In patients who undergo transcatheter aortic valve replacement (TAVR) through transfemoral access, a closure device based on plug technology (MANTA VCD) is associated with a higher chance of access-related complications, but with shorter hemostasis time compared with a device with suture technology such as ProGlide VCD.
Nowadays, most patients undergo TAVR through transfemoral access. Percutaneous closure of the access bears multiple advantages for both patient and operator. However, there are several designs in the market, and it remains unclear which one is the most effective.
CHOICE-CLOSURE was a multicenter study in which patients scheduled for TAVR through femoral access were randomized to a device based on plug technology (Manta) vs. a device based on suture technology (ProGlide).
The protocol did not allow for an extra device when using Manta. In the case of ProGlide, two devices were used (at hours 10 and 14, respectively) and, if necessary, a small plug to help both PloGlide could be used (for example, AngioSeal).

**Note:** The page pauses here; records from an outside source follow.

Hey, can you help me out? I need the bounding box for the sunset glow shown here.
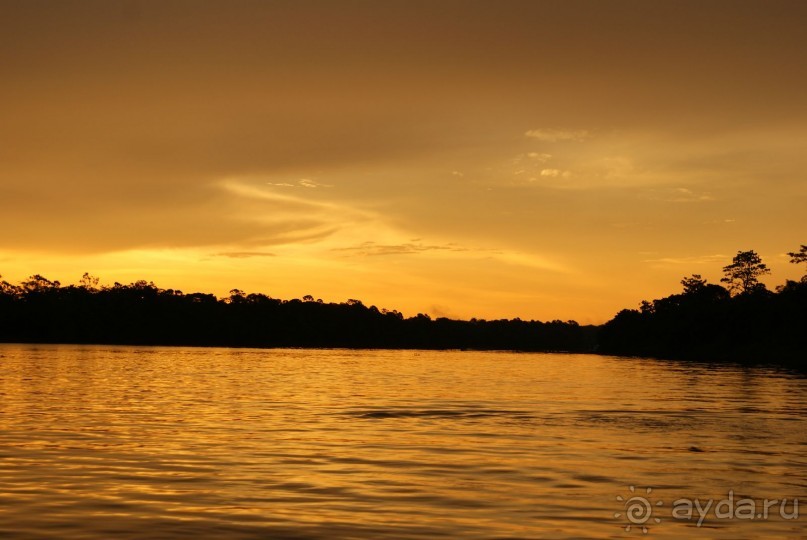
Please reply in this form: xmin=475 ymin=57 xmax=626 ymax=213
xmin=0 ymin=1 xmax=807 ymax=323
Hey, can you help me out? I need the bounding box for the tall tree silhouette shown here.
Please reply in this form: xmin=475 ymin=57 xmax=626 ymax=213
xmin=720 ymin=249 xmax=771 ymax=294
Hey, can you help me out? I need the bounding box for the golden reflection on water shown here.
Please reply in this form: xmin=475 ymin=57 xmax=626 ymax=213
xmin=0 ymin=345 xmax=807 ymax=539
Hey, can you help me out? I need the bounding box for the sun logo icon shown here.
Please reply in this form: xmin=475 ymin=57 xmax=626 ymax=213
xmin=614 ymin=486 xmax=664 ymax=534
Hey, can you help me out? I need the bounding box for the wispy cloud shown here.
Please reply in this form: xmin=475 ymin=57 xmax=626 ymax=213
xmin=642 ymin=253 xmax=731 ymax=265
xmin=333 ymin=242 xmax=470 ymax=256
xmin=648 ymin=187 xmax=715 ymax=203
xmin=266 ymin=178 xmax=333 ymax=189
xmin=524 ymin=128 xmax=591 ymax=142
xmin=216 ymin=251 xmax=276 ymax=259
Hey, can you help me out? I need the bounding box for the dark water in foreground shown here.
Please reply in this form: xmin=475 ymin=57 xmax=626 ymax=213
xmin=0 ymin=345 xmax=807 ymax=539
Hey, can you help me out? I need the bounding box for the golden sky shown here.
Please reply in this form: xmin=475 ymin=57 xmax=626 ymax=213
xmin=0 ymin=0 xmax=807 ymax=323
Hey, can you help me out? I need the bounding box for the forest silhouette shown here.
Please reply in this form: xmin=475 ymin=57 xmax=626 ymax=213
xmin=0 ymin=246 xmax=807 ymax=364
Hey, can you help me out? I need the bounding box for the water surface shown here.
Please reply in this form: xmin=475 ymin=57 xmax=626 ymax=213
xmin=0 ymin=345 xmax=807 ymax=539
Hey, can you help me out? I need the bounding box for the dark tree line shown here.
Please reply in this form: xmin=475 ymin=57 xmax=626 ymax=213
xmin=0 ymin=246 xmax=807 ymax=364
xmin=598 ymin=246 xmax=807 ymax=365
xmin=0 ymin=274 xmax=596 ymax=352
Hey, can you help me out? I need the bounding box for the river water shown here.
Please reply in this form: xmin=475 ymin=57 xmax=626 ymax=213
xmin=0 ymin=345 xmax=807 ymax=540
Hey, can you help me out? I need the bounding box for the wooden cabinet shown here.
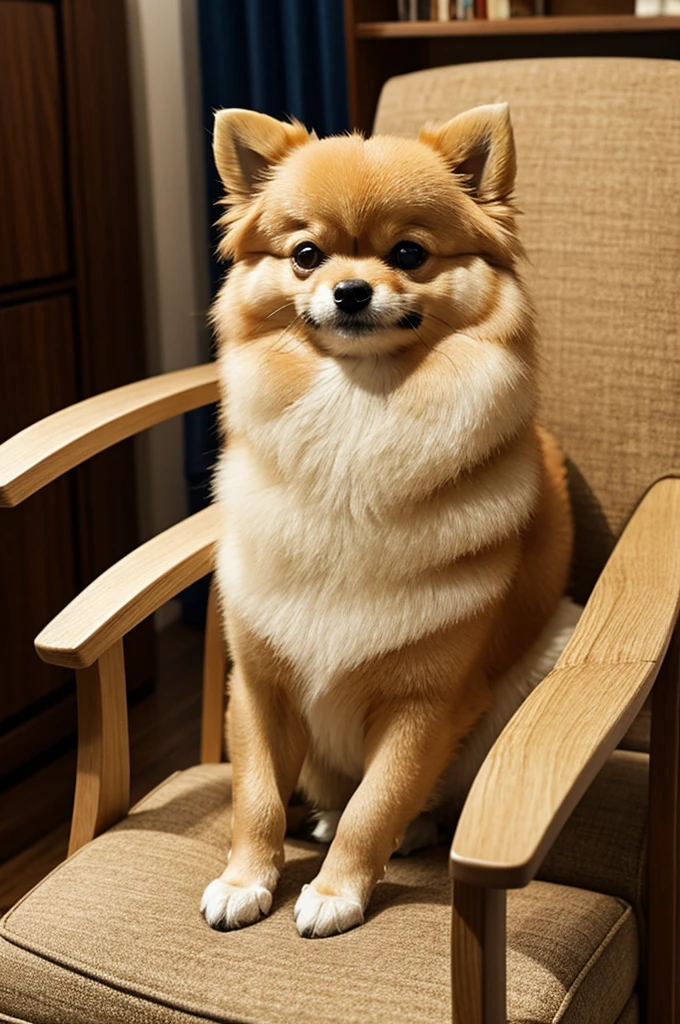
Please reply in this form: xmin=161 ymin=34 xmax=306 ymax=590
xmin=0 ymin=0 xmax=154 ymax=859
xmin=345 ymin=0 xmax=680 ymax=133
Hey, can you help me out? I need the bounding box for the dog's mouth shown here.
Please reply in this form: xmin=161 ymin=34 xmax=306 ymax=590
xmin=300 ymin=309 xmax=423 ymax=338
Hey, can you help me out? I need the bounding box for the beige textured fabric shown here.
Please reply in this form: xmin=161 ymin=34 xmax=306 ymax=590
xmin=539 ymin=751 xmax=649 ymax=935
xmin=0 ymin=765 xmax=638 ymax=1024
xmin=617 ymin=995 xmax=640 ymax=1024
xmin=376 ymin=57 xmax=680 ymax=601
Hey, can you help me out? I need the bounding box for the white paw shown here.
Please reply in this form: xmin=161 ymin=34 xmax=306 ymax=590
xmin=201 ymin=879 xmax=271 ymax=932
xmin=293 ymin=886 xmax=364 ymax=939
xmin=311 ymin=811 xmax=342 ymax=843
xmin=395 ymin=814 xmax=439 ymax=857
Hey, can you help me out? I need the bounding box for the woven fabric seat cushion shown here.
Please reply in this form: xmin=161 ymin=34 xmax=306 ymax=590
xmin=0 ymin=765 xmax=638 ymax=1024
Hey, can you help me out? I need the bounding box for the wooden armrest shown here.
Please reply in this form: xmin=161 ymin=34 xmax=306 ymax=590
xmin=451 ymin=478 xmax=680 ymax=889
xmin=0 ymin=362 xmax=218 ymax=508
xmin=36 ymin=505 xmax=220 ymax=669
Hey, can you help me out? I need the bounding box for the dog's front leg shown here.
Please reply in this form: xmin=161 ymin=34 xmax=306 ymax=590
xmin=295 ymin=687 xmax=488 ymax=938
xmin=201 ymin=669 xmax=307 ymax=930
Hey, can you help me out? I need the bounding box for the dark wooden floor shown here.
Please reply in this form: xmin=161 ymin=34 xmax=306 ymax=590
xmin=0 ymin=625 xmax=203 ymax=913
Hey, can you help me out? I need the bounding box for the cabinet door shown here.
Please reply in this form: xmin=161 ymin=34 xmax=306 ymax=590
xmin=0 ymin=296 xmax=76 ymax=720
xmin=0 ymin=0 xmax=69 ymax=288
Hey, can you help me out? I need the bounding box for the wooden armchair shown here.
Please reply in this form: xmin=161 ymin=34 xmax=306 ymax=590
xmin=0 ymin=59 xmax=680 ymax=1024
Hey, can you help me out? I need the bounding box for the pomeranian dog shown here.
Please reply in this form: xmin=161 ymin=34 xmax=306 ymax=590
xmin=202 ymin=104 xmax=571 ymax=937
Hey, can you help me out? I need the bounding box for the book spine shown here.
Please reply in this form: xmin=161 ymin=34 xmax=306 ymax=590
xmin=486 ymin=0 xmax=510 ymax=20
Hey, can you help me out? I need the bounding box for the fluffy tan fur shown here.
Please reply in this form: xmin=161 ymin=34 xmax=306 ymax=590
xmin=203 ymin=105 xmax=571 ymax=935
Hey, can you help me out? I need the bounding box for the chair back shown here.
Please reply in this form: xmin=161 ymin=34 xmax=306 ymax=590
xmin=375 ymin=57 xmax=680 ymax=600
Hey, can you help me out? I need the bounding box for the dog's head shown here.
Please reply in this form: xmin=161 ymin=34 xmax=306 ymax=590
xmin=214 ymin=104 xmax=520 ymax=356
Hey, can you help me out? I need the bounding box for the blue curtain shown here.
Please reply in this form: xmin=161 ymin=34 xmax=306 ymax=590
xmin=182 ymin=0 xmax=349 ymax=623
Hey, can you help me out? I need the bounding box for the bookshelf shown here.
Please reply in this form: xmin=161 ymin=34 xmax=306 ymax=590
xmin=345 ymin=0 xmax=680 ymax=132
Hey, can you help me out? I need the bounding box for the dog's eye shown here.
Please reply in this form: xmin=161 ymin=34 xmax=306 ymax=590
xmin=293 ymin=242 xmax=326 ymax=270
xmin=389 ymin=242 xmax=427 ymax=270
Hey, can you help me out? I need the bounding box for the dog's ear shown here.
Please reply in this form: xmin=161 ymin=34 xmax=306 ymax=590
xmin=213 ymin=108 xmax=313 ymax=200
xmin=419 ymin=103 xmax=516 ymax=202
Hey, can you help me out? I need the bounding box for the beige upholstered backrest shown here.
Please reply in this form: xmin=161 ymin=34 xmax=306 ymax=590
xmin=375 ymin=58 xmax=680 ymax=598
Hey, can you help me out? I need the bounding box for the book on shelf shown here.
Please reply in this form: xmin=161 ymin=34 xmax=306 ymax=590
xmin=396 ymin=0 xmax=548 ymax=22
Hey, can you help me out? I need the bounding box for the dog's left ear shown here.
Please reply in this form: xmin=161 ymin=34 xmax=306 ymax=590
xmin=419 ymin=103 xmax=516 ymax=202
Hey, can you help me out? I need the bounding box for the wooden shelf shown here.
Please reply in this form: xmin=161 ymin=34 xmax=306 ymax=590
xmin=355 ymin=14 xmax=680 ymax=39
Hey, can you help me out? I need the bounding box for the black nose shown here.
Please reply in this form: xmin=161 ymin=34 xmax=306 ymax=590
xmin=333 ymin=278 xmax=373 ymax=313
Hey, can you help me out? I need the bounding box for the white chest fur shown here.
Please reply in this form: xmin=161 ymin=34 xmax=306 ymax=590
xmin=217 ymin=337 xmax=538 ymax=702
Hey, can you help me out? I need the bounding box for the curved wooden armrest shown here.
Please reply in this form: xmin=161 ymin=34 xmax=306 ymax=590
xmin=0 ymin=362 xmax=218 ymax=508
xmin=36 ymin=505 xmax=220 ymax=669
xmin=451 ymin=478 xmax=680 ymax=889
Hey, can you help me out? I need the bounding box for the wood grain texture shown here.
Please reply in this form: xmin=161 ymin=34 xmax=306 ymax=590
xmin=452 ymin=479 xmax=680 ymax=888
xmin=0 ymin=618 xmax=204 ymax=901
xmin=0 ymin=299 xmax=78 ymax=720
xmin=0 ymin=3 xmax=70 ymax=288
xmin=0 ymin=362 xmax=217 ymax=508
xmin=646 ymin=626 xmax=680 ymax=1024
xmin=356 ymin=14 xmax=680 ymax=39
xmin=451 ymin=882 xmax=506 ymax=1024
xmin=201 ymin=579 xmax=226 ymax=764
xmin=36 ymin=505 xmax=221 ymax=669
xmin=69 ymin=640 xmax=130 ymax=854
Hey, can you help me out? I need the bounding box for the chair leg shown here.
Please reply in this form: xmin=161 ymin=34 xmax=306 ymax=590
xmin=646 ymin=626 xmax=680 ymax=1024
xmin=201 ymin=577 xmax=226 ymax=764
xmin=69 ymin=640 xmax=130 ymax=856
xmin=451 ymin=881 xmax=507 ymax=1024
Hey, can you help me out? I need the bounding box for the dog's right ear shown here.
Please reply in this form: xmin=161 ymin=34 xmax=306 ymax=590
xmin=213 ymin=108 xmax=313 ymax=202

The primary endpoint was major and minor access-related complications during the index hospitalization. The secondary endpoints included access-related bleeding, device failure to achieve hemostasis, and time to hemostasis.
About 516 patients were included and randomized, with a mean STS score of 4.1 ± 2.9% and 7.6% of associated peripheral vascular disease.

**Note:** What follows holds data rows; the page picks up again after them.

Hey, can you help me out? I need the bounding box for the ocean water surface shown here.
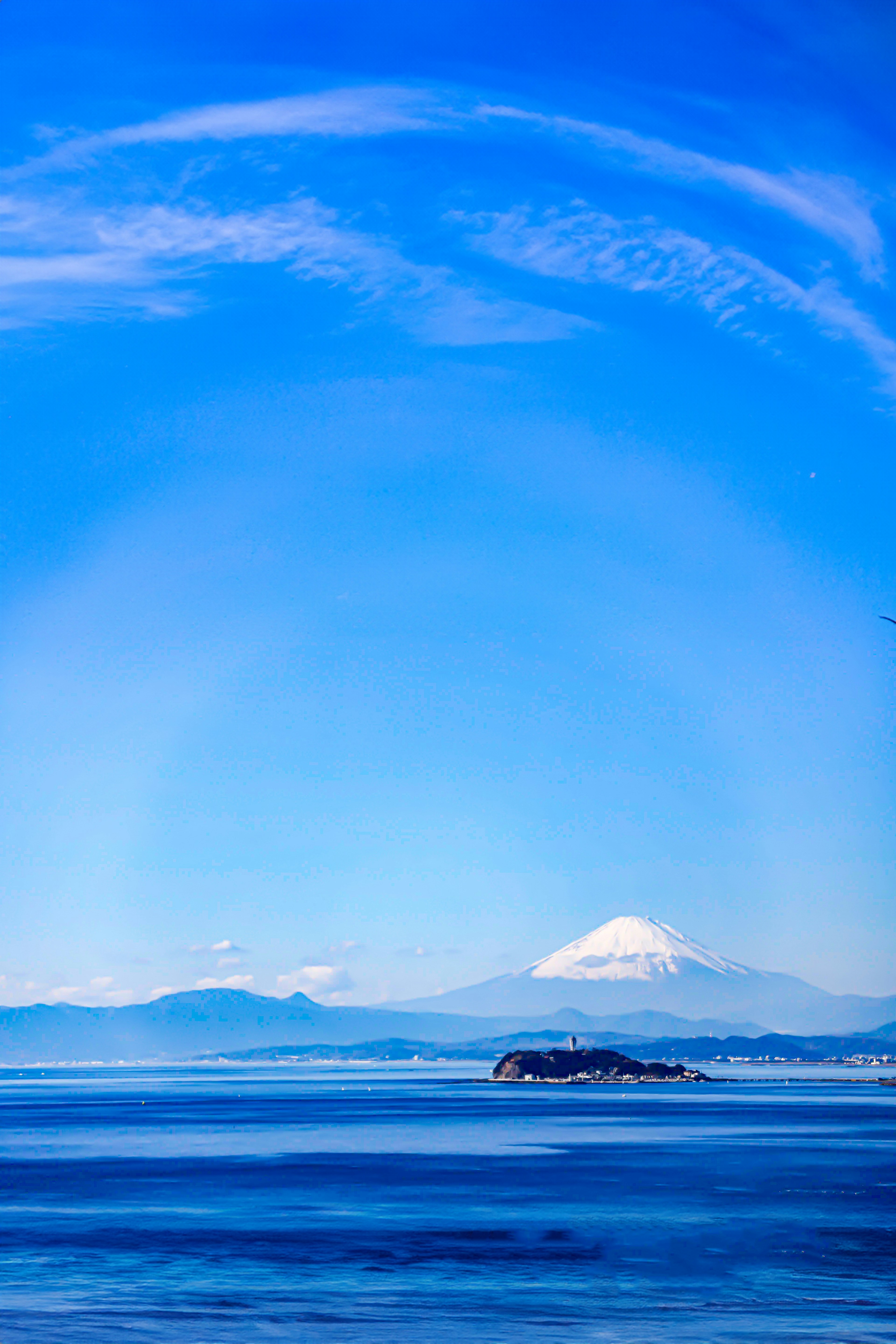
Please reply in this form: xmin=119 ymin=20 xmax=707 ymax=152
xmin=0 ymin=1064 xmax=896 ymax=1344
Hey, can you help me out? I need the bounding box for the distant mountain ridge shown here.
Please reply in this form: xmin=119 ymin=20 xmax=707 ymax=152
xmin=0 ymin=989 xmax=762 ymax=1064
xmin=390 ymin=915 xmax=896 ymax=1033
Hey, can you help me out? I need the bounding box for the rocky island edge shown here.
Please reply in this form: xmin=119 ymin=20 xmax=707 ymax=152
xmin=492 ymin=1038 xmax=712 ymax=1083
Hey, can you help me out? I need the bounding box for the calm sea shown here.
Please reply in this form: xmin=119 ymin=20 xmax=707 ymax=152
xmin=0 ymin=1064 xmax=896 ymax=1344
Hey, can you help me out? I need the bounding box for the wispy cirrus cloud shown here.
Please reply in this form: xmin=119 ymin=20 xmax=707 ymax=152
xmin=449 ymin=204 xmax=896 ymax=395
xmin=12 ymin=85 xmax=884 ymax=280
xmin=13 ymin=85 xmax=448 ymax=180
xmin=477 ymin=104 xmax=884 ymax=280
xmin=0 ymin=196 xmax=595 ymax=345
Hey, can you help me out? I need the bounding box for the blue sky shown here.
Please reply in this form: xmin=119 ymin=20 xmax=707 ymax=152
xmin=0 ymin=0 xmax=896 ymax=1003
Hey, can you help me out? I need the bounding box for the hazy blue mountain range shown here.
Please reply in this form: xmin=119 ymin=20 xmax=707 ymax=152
xmin=200 ymin=1023 xmax=896 ymax=1063
xmin=0 ymin=989 xmax=762 ymax=1063
xmin=394 ymin=915 xmax=896 ymax=1033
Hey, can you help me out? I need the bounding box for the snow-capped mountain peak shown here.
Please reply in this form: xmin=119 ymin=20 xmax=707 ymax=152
xmin=523 ymin=915 xmax=749 ymax=980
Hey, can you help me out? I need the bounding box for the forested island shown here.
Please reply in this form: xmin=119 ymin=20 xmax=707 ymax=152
xmin=492 ymin=1047 xmax=711 ymax=1083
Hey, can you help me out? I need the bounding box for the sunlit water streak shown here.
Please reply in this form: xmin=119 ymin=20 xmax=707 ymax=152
xmin=0 ymin=1064 xmax=896 ymax=1344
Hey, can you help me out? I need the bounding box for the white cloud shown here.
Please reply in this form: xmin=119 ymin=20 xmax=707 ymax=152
xmin=196 ymin=976 xmax=255 ymax=989
xmin=16 ymin=86 xmax=882 ymax=280
xmin=453 ymin=206 xmax=896 ymax=395
xmin=45 ymin=976 xmax=134 ymax=1008
xmin=277 ymin=965 xmax=355 ymax=1004
xmin=0 ymin=198 xmax=594 ymax=345
xmin=18 ymin=85 xmax=457 ymax=177
xmin=477 ymin=104 xmax=884 ymax=280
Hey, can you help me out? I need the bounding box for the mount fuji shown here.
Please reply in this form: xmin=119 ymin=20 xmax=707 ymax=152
xmin=390 ymin=915 xmax=896 ymax=1033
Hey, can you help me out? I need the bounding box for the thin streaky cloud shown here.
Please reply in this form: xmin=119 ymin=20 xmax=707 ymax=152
xmin=477 ymin=104 xmax=884 ymax=281
xmin=0 ymin=198 xmax=595 ymax=345
xmin=16 ymin=85 xmax=884 ymax=287
xmin=3 ymin=86 xmax=457 ymax=180
xmin=459 ymin=208 xmax=896 ymax=395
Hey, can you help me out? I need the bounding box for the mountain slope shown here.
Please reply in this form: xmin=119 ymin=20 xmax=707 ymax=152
xmin=0 ymin=989 xmax=762 ymax=1064
xmin=391 ymin=915 xmax=896 ymax=1032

Read also: Suture-Based Percutaneous Closure vs. Plug for Large Arteriotomies.
The primary endpoint was reached in 19.4% of the population treated with Manta, and in 12% of those who received ProGlide (p = 0.029). Bleeding rates were better with ProGlide, while device efficacy was similar between both.
In terms of time to hemostasis, Manta was 3x faster (80 vs. 240 sec.; p < 0.001).
Conclusion
In patients who underwent transfemoral TAVR, the Manta device was linked to more vascular complications but reached hemostasis faster than two ProGlide. The time difference in relative terms seems a lot, but in absolute numbers it was barely over two minutes.
CIRCULATIONAHA-121-057856Reference: Mohamed Abdel-Wahab et al. Circulation. 2021 Nov 5. doi: 10.1161/CIRCULATIONAHA.121.057856. Online ahead of print.